Twelve o’clock came, and then one, and then a half-hour went by. At just half-past one o’clock by the detective’s watch they saw the figure of Mason stealing swiftly up the path.
“It’s time to make ready now,” he said to Burton, as he joined the party. “They’ll be at the landing soon. As near as I can make out, there’s Chambers and French, besides Craigie. It’s the men we want all right. Chambers is rowing, and he will probably stay in the boat while the other two come ashore.”
Then, bidding the boys to preserve the utmost silence, the two detectives left them, and a moment later the boys saw them disappear through the doorway of the haunted house.
There was little need of warning the boys to make no noise.

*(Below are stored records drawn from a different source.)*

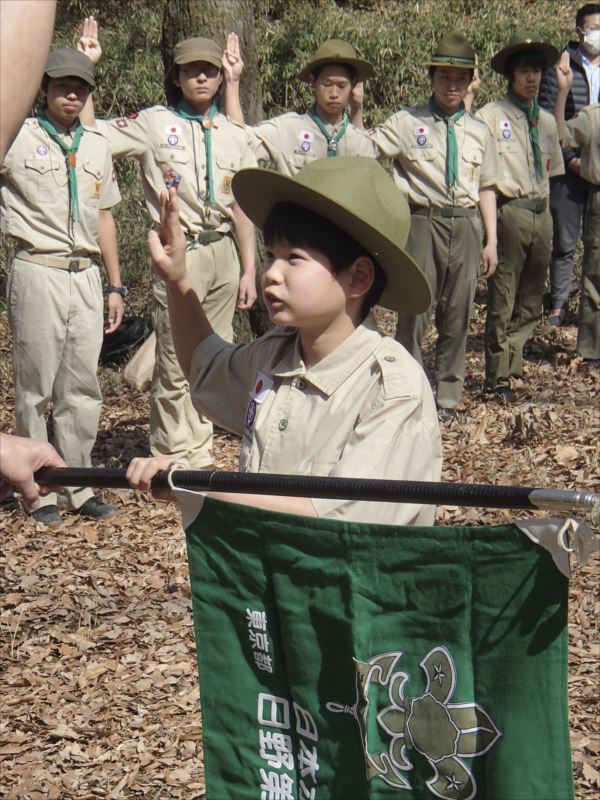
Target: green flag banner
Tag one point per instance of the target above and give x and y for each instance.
(345, 660)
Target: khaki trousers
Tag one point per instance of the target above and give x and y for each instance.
(176, 428)
(515, 290)
(588, 332)
(449, 252)
(56, 319)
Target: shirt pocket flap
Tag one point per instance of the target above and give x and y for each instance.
(227, 163)
(507, 147)
(472, 155)
(42, 165)
(93, 170)
(420, 154)
(172, 156)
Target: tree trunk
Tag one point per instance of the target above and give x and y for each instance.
(214, 19)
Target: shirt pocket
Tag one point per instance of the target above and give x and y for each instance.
(419, 154)
(226, 167)
(44, 178)
(91, 188)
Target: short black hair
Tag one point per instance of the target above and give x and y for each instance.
(301, 227)
(586, 11)
(531, 58)
(352, 71)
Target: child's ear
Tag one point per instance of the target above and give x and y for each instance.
(362, 275)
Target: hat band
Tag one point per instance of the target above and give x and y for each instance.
(467, 60)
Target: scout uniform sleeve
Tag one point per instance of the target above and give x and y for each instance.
(268, 144)
(128, 136)
(388, 136)
(398, 438)
(491, 168)
(109, 194)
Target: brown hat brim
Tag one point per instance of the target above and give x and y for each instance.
(258, 190)
(550, 53)
(71, 72)
(364, 70)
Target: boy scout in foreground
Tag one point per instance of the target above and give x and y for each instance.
(324, 393)
(583, 131)
(445, 162)
(57, 189)
(526, 140)
(291, 141)
(193, 147)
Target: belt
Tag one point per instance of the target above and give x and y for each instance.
(70, 263)
(203, 238)
(536, 206)
(444, 211)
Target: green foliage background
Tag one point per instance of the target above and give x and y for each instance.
(394, 36)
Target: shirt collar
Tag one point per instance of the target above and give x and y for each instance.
(335, 368)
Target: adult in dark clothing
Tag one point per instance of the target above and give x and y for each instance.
(568, 192)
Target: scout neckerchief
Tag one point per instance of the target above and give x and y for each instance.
(451, 143)
(185, 110)
(70, 156)
(332, 139)
(532, 110)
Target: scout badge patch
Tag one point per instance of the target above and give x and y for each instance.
(422, 132)
(506, 128)
(306, 140)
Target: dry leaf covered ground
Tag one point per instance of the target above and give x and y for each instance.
(100, 695)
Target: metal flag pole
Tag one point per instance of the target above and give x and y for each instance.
(561, 501)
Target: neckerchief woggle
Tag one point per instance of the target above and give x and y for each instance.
(185, 111)
(70, 158)
(532, 110)
(332, 140)
(451, 143)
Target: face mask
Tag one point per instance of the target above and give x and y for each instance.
(591, 42)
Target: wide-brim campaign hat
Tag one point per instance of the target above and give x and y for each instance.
(198, 49)
(453, 51)
(69, 63)
(522, 42)
(337, 51)
(356, 194)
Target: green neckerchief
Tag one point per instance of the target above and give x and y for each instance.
(451, 143)
(332, 141)
(70, 158)
(186, 111)
(532, 110)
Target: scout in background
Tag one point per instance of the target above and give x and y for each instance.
(526, 140)
(57, 188)
(569, 192)
(583, 131)
(324, 393)
(446, 165)
(291, 141)
(194, 148)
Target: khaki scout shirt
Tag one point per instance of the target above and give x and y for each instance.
(171, 151)
(584, 131)
(34, 191)
(416, 140)
(510, 131)
(292, 141)
(366, 410)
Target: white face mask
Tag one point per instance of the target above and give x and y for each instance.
(591, 41)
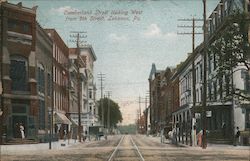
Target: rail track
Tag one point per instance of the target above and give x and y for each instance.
(126, 150)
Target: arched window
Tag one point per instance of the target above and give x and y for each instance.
(41, 78)
(19, 73)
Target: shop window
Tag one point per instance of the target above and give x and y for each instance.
(19, 73)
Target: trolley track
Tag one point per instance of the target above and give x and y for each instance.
(126, 150)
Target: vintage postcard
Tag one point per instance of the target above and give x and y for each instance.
(103, 80)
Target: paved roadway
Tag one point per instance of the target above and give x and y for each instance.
(131, 148)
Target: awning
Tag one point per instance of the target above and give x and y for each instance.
(60, 118)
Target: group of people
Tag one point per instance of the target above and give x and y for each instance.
(175, 132)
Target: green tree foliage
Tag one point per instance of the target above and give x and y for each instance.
(115, 113)
(128, 129)
(231, 49)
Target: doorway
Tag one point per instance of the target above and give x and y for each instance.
(16, 122)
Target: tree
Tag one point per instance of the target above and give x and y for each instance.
(231, 53)
(115, 113)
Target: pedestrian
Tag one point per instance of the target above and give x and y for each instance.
(237, 136)
(223, 127)
(162, 135)
(22, 130)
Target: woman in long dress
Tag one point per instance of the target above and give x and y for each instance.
(22, 131)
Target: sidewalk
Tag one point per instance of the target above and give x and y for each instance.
(15, 149)
(209, 145)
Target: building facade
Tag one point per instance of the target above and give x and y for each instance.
(61, 123)
(19, 97)
(223, 115)
(44, 53)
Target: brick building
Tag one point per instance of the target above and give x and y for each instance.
(19, 97)
(60, 84)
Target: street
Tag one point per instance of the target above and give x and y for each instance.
(130, 148)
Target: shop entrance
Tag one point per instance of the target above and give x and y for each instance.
(16, 122)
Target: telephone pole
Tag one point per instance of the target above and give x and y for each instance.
(108, 114)
(193, 33)
(75, 35)
(204, 96)
(101, 78)
(79, 89)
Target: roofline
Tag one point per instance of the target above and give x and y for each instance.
(92, 50)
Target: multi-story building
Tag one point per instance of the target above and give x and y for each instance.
(154, 95)
(78, 85)
(26, 72)
(60, 84)
(19, 98)
(223, 115)
(90, 112)
(88, 109)
(44, 53)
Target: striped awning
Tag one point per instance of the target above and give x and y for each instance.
(60, 118)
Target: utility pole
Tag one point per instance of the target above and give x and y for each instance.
(193, 69)
(204, 96)
(78, 90)
(108, 114)
(101, 78)
(139, 115)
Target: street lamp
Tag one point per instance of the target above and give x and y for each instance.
(50, 127)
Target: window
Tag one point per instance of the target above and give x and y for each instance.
(215, 63)
(41, 80)
(227, 85)
(209, 91)
(90, 94)
(49, 84)
(248, 118)
(201, 72)
(12, 25)
(220, 87)
(215, 90)
(19, 73)
(26, 27)
(41, 115)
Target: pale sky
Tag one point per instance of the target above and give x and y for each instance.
(125, 48)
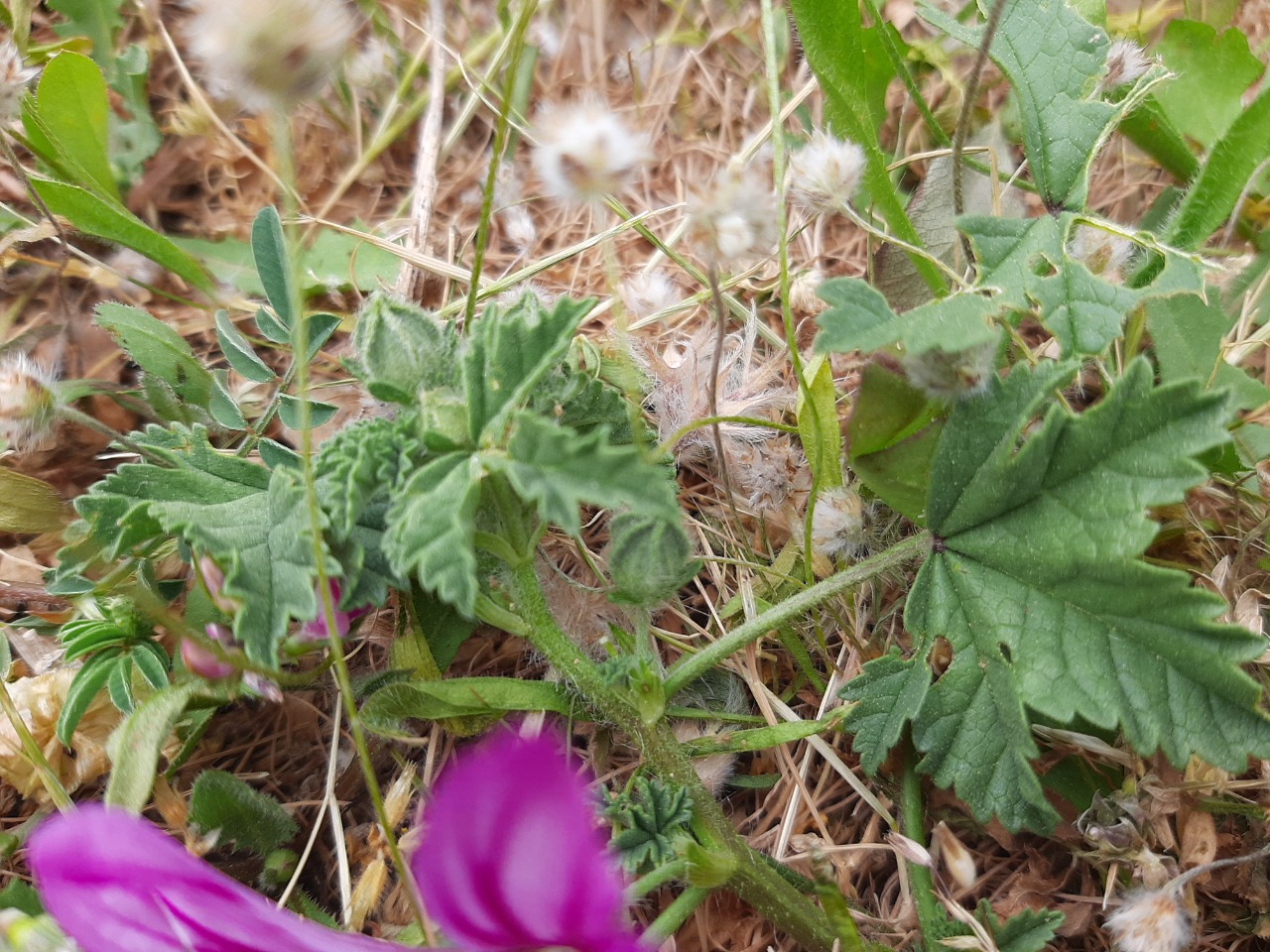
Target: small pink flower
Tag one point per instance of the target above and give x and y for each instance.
(316, 630)
(512, 860)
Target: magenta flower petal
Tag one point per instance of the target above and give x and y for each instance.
(512, 858)
(114, 883)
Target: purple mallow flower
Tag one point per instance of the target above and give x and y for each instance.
(511, 861)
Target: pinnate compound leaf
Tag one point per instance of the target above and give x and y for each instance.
(431, 530)
(1053, 58)
(559, 470)
(1037, 583)
(511, 350)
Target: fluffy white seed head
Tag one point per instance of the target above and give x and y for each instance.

From what the detectives had said, they knew that the men they had to deal with were desperate adventurers, who would not balk at any means to escape capture.
So they lay close in the underbrush and peered through the trees down toward the landing. The night was still, save for the rustling of a light wind through the trees. The breeze had held through, as Captain Sam had prophesied, though it had abated somewhat, ready, however, to increase with the next turn of the tide a few hours later.
They could hear noises across in the village: a solitary cart rattling along the country road, the tinkle of a distant cow-bell in a pasture, and here and there a dog barking. Presently the sound of oars grinding in the rowlocks came to their ears, and a few moments later the sound of a boat gently grating on the edge of the stone landing. There was as yet no sound of voices.
“Whew!” muttered Bob White. “This waiting here for something to happen gives me a creepy feeling. I only wish we knew that they weren’t armed to the teeth and could only pitch in and run the risk of a good fight. I’d like to try a good football tackle, just to keep my nerves from going to pieces.”
“I wouldn’t care much to be waiting for them down in that cellar,” said Henry Burns. “They’re likely to prove ugly customers when they find themselves trapped,—but I’ll risk Miles Burton to keep his head. He’s the kind of man for this sort of thing—”
“Sh-h-h,” interrupted George Warren, softly. “I hear their voices. There’s two of them, I think, talking. Yes, here they come. Lie low, now.”